WNBA raises $75 million in hopes of business model overhaul
The WNBA has raised $75 million from more than two dozen investors in a bid to revamp its business model as players demand expansion, higher salaries and better benefits.
The funding includes investments from Nike, Condoleezza Rice, Laurene Powell Jobs, Pau Gasol, NBA and WNBA team owners, and other sports and business figures.
“We’re going to take a big step forward in transforming the league and giving us a business model worthy of the players on the court,” WNBA commissioner Cathy Engelbert said in an interview.
It was the first time the WNBA raised funds from investors. The league, which was founded by the NBA in 1996, held its first season in 1997. Financial difficulties have been constant, and stark disparities in revenue, media attention and player compensation distinguish the NBA women’s league . The WNBA is betting that with the right investments, it can generate enough interest among its players to create a sustainable business model.
“Part of that is exposure,” Engelbert said. “It’s like pushing a rock up a hill.”
The WNBA is currently owned half by the 30 NBA teams and half by the 12 WNBA teams. Ownership of both sides will be diluted as part of the deal. Engelbert declined to disclose the size of the stake the new investors are taking in the company, the valuation of the deal or the league’s annual revenue.
The league does not currently intend to raise additional funds, but would consider doing so if it “is successful in deploying that capital for sustainable growth in a few years,” Engelbert said.
The league is open to ideas from the players’ union on how to use the new money, it added, but it plans to prioritize marketing and improving its digital products, including its site. web, its app and its league pass, which allows fans to watch games that are out of market and not on national television.

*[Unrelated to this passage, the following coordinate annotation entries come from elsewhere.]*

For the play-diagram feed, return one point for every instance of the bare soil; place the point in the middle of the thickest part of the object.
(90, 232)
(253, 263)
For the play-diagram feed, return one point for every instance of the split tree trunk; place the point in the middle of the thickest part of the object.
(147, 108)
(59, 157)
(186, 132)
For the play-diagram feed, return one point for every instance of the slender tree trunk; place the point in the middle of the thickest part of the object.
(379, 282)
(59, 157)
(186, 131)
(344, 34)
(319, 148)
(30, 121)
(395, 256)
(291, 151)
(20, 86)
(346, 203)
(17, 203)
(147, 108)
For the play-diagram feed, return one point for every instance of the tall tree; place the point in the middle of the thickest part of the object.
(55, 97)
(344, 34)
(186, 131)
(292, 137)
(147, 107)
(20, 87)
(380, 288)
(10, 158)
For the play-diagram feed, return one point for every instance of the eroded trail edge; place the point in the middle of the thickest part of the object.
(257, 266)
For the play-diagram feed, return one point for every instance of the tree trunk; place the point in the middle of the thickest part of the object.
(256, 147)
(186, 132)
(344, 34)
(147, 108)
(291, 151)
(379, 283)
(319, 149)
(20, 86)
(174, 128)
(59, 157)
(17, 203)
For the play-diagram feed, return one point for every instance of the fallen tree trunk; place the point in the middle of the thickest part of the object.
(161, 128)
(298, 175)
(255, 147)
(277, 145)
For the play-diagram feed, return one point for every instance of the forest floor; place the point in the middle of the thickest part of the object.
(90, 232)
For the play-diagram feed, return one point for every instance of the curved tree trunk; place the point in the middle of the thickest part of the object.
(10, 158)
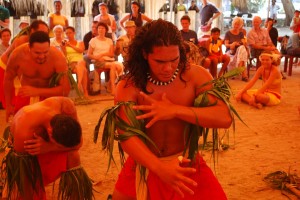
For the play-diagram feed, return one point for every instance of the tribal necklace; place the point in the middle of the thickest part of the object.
(155, 82)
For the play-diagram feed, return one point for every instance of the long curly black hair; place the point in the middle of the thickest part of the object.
(155, 33)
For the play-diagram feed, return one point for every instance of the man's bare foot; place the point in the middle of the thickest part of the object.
(259, 106)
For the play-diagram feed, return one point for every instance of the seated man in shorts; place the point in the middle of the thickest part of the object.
(270, 92)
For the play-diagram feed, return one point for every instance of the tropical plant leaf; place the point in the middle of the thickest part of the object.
(113, 123)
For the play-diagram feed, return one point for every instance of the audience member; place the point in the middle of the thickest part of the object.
(124, 41)
(194, 6)
(57, 18)
(89, 35)
(216, 54)
(269, 94)
(295, 23)
(273, 32)
(23, 24)
(35, 63)
(208, 12)
(73, 50)
(101, 50)
(274, 8)
(135, 16)
(187, 34)
(181, 7)
(259, 40)
(236, 46)
(293, 46)
(108, 19)
(4, 17)
(58, 38)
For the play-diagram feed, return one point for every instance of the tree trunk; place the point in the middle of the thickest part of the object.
(289, 11)
(241, 5)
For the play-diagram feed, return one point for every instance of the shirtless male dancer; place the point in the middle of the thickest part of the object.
(34, 63)
(52, 136)
(37, 25)
(164, 86)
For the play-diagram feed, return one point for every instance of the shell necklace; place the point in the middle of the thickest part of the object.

Revenue from those efforts could then be used to fund major player demands, such as charter flights, Engelbert said. Unlike the NBA, where team members travel on private flights, WNBA players fly commercially. This has long been a painful issue for gamers; On Tuesday, four-time All-Star Elizabeth Cambage wrote on Twitter that she had to pay “out of pocket” to upgrade her seats on flights to the games.
Asked about Cambage’s Twitter post, Engelbert said, “People are getting emotional. People tweet things. We all want the best travel conditions for our players. But the reason he’s there for the men’s league is because they get these big valuations. They get the media rights to their assets.
The WNBA began fundraising in January 2020, after signing a new collective bargaining agreement with its players, although the latest fundraiser was sidelined by the coronavirus pandemic. (The focus shifted to “let’s make sure we survive,” Engelbert said.) As the year edged closer to 2021, the league began to see “some growth” in sponsorship revenue and engagement. on social media – and started trying again.
Investors, hungry for capital, have increasingly poured their money into sports teams and leagues, which have in turn turned to outside funds to stem losses from the pandemic. The streaming wars have created a new appetite for sports rights as services look for distinctive ways to fight for eyeballs. A wave of state legalization of sports betting has created a multi-billion dollar industry.
The new support from the WNBA could pave the way for a number of investments, spanning sports betting and online virtual experiences, Engelbert said. Top of the priority list: “We need more fans,” she said.
Engelbert said the fanbase skews towards youth and women, but the league’s digital strategy to connect with that group has been underfunded. Last year, the WNBA struck a multi-year deal with Google, which helped sponsor 25 regular-season games to air on ABC and ESPN. He also signed a multi-year streaming deal with Amazon Prime and has streamed games on Twitter for the past five seasons. But the league, which holds its season over the summer, competes with other sports that have growing TV exposure, such as the NBA playoffs and Major League Baseball.
Engelbert said she wanted to “market actors in household names” in the United States and abroad. It could help generate revenue to boost player salaries, which, like charter flights, have long been a source of friction.
The minimum player salary for the 2022 season is around $60,000 and the maximum is $228,094, with a team salary cap of just under $1.4 million. With only 12 places in each of the 12 teams in the league, it can be difficult for even talented players to find a place in the league. But as players call for expansion, with fans eyeing Oakland, California and Toronto for new teams, Engelbert argued the league needs to increase revenue before it can expand.
Other investors include Michael Dell, the founder of Dell Inc., and his wife, Susan; Joe and Clara Tsai, owners of the WNBA’s Liberty and the NBA’s Brooklyn Nets; and Swin Cash, vice president of basketball operations for the NBA’s New Orleans Pelicans.